Transcrição Gaslighting: a erosão da realidade
Mecânica da invalidação cognitiva
O gaslighting ou luz de gás é uma das estratégias de abuso psicológico mais sofisticadas e devastadoras, cujo objetivo final não é simplesmente mentir para evitar uma consequência, mas desmantelar a estrutura cognitiva da vítima para que ela perca a confiança na sua própria percepção da realidade.
Ao contrário de uma mentira ocasional, o gaslighting é um padrão sistemático em que o agressor nega categoricamente fatos que ocorreram ("isso nunca aconteceu", «estás a imaginar», «estás louca»), esconde objetos para depois «encontrá-los» e acusar a vítima de distraída, ou reescreve a história partilhada com uma convicção absoluta que desafia a memória da vítima.
O objetivo tático é a desestabilização: ao invalidar sistematicamente o que a vítima vê, ouve, sente e lembra, o agressor consegue introduzir uma dúvida permanente sobre sua sanidade mental.
Com o tempo, a vítima deixa de confiar nos seus próprios julgamentos sensoriais e cognitivos, tornando-se dependente da interpretação da realidade ditada pelo agressor.
Num contexto clínico, isso é observado quando a vítima precisa gravar conversas ou procurar testemunhas para confirmar que o que viveu foi real, pois a sua bússola interna foi deliberadamente sabotada por quem diz amá-la.
Efeitos psicológicos: o perspecticídio e a dúvida
O impacto cumulativo dessa técnica leva a um estado psicopatológico que alguns especialistas em coação chamam de "perspecticídio": a morte da própria perspectiva, em que a vítima não sabe mais quem é nem o que é verdade sem a validação externa do agressor.

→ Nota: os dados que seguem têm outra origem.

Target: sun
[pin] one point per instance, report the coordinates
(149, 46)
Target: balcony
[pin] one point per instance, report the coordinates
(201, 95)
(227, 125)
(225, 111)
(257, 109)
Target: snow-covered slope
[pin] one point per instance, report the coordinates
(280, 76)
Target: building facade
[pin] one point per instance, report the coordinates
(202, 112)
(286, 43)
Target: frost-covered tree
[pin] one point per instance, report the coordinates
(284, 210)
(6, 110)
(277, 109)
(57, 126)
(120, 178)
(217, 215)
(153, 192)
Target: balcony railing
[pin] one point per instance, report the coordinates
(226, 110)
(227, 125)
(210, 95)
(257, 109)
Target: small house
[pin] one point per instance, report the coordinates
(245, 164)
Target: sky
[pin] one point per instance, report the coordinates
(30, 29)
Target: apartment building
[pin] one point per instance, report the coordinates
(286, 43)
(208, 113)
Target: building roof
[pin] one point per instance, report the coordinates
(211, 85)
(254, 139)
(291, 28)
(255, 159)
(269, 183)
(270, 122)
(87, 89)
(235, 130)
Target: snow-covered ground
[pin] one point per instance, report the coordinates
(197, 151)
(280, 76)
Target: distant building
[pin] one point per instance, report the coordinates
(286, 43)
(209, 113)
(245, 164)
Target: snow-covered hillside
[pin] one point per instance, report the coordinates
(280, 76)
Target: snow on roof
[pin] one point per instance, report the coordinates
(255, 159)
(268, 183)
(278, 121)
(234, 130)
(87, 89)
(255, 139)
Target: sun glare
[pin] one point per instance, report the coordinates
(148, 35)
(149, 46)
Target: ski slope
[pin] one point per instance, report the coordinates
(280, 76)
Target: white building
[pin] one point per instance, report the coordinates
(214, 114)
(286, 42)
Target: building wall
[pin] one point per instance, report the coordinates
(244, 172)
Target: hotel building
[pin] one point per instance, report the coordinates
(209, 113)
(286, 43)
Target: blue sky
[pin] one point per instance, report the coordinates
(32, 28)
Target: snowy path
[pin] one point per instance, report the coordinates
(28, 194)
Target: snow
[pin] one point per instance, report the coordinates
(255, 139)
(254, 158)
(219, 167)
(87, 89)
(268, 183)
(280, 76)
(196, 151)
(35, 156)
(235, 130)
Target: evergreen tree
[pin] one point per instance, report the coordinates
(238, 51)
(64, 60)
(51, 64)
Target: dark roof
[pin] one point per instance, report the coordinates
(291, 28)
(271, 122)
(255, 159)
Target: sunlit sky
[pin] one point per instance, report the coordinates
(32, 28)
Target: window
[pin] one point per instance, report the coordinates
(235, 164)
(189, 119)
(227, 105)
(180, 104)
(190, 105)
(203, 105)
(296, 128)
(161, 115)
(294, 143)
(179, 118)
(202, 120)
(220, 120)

Clinicamente, isso se manifesta em quadros de ansiedade severa e ruminação obsessiva, em que a pessoa repassa mentalmente as conversas repetidamente, tentando encontrar o "erro" na sua percepção.
A vítima acaba interiorizando os rótulos impostos pelo agressor ("sou histérica", "sou muito sensível", "tenho memória fraca"), o que funciona como uma barreira formidável para pedir ajuda.
O medo de não ser acreditada pelo ambiente ou pelos profissionais de saúde ("se eu contar isso ao médico, ele vai pensar que sou louca") isola ainda mais a vítima.
Este desmantelamento do seu próprio critério é o que permite ao agressor escalar a violência, uma vez que a vítima, convencida da sua própria instabilidade mental, assume que os castigos ou agressões posteriores são consequência legítima dos seus supostos erros ou delírios, anulando a sua capacidade de defesa.
Resumo
O gaslighting é uma estratégia psicológica devastadora em que o agressor nega sistematicamente fatos concretos e reescreve a história. Seu objetivo não é apenas mentir, mas desmantelar a estrutura cognitiva da vítima para que ela duvide de sua sanidade mental.
Esta tática visa a desestabilização total, fazendo com que a pessoa deixe de confiar nos seus sentidos e dependa da interpretação do agressor. Clinicamente, a vítima precisa de gravar conversas para validar que o que vive é realmente verdade.
O efeito cumulativo provoca o «perspecticídio» ou morte da própria perspetiva. A vítima interioriza rótulos de instabilidade mental, o que a impede de procurar ajuda profissional por medo de não ser acreditada ou de parecer «louca».